The Secretary shall cause Minutes to be duly entered in the books kept for the purpose, of all appointments of officers, and of all resolutions and proceedings of meetings. Such Minutes, if purporting to be signed by the Chairman of the meeting or by the Chairperson of the next meeting, shall be conclusive evidence of the matters stated in those minutes.
11. ALTERATION OF RULES:
These Rules may be altered, added to, replaced, or rescinded at any General Meeting of the Association, notice of such meeting to contain a copy of the proposed amendment, provided that no alteration, addition, replacement or rescission or any other amendment to these Rules shall be made which is inconsistent with the charitable nature of the Association.
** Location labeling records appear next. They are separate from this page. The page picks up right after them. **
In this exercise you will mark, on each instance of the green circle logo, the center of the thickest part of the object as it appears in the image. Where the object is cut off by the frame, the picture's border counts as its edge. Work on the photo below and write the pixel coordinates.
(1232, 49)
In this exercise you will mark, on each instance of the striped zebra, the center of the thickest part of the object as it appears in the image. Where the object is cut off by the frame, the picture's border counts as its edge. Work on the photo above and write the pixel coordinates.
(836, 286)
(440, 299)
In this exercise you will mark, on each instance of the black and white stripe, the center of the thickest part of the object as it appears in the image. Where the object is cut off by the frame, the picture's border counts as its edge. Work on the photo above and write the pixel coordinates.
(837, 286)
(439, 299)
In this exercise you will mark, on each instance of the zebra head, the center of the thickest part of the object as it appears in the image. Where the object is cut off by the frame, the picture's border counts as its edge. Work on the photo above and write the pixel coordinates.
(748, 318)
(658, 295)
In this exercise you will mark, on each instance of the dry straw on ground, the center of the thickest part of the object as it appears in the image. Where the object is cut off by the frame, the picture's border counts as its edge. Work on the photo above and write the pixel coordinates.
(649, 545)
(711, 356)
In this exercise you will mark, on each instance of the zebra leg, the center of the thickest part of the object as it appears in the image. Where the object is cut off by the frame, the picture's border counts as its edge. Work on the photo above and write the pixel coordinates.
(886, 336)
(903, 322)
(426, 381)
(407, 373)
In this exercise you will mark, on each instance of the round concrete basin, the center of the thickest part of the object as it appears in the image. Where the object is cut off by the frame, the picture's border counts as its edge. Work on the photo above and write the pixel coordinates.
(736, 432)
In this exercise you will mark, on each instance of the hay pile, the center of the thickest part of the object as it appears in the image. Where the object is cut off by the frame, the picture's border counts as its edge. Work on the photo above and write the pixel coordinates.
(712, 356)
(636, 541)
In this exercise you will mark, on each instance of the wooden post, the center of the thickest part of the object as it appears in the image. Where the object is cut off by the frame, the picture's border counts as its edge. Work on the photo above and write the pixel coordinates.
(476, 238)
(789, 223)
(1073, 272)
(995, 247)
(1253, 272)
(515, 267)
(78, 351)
a) Each financial year of the Association shall commence on the 1st April.
b) All monies received shall be paid to the credit of the Association at such bank as the Executive shall from time to time appoint, and cheques on the bank account and other negotiable instruments shall be signed by any two authorised members of the Executive.
13. REGISTERED OFFICE:
The Registered Office of the Association shall be as fixed from time to time by the Association.
14. WINDING UP:
a) The Association may be wound up or dissolved in any of the ways provided in the Incorporated Societies Act 1908.
b) In the even of a winding up or dissolution of the Association, a Special General Meeting of the Association shall be called. The Association shall then proceed forthwith to decide how the surplus assets shall be distributed, with assets going to one or more organisations that have purposes that are charitable according to New Zealand Law, and shall, as near as possible, resemble the objectives of the Association. A resolution under this rule as to the disposal of surplus assets must be passed by a majority of two thirds of the members present. In the event of the Special General Meeting being unable to pass a resolution required by the provisions of this rule, the provisions of Section 27 of the Incorporated Societies Act 1908 shall apply.
15. COMMON SEAL:
The Association shall have a Common Seal which shall be kept in safe custody by the Secretary and shall only be used by resolution of the Association, and every instrument to which the Seal is affixed shall be signed by two members of the Executive of the Association.
This Constitution was last amended at the NZRA Annual General Meeting in July 2009.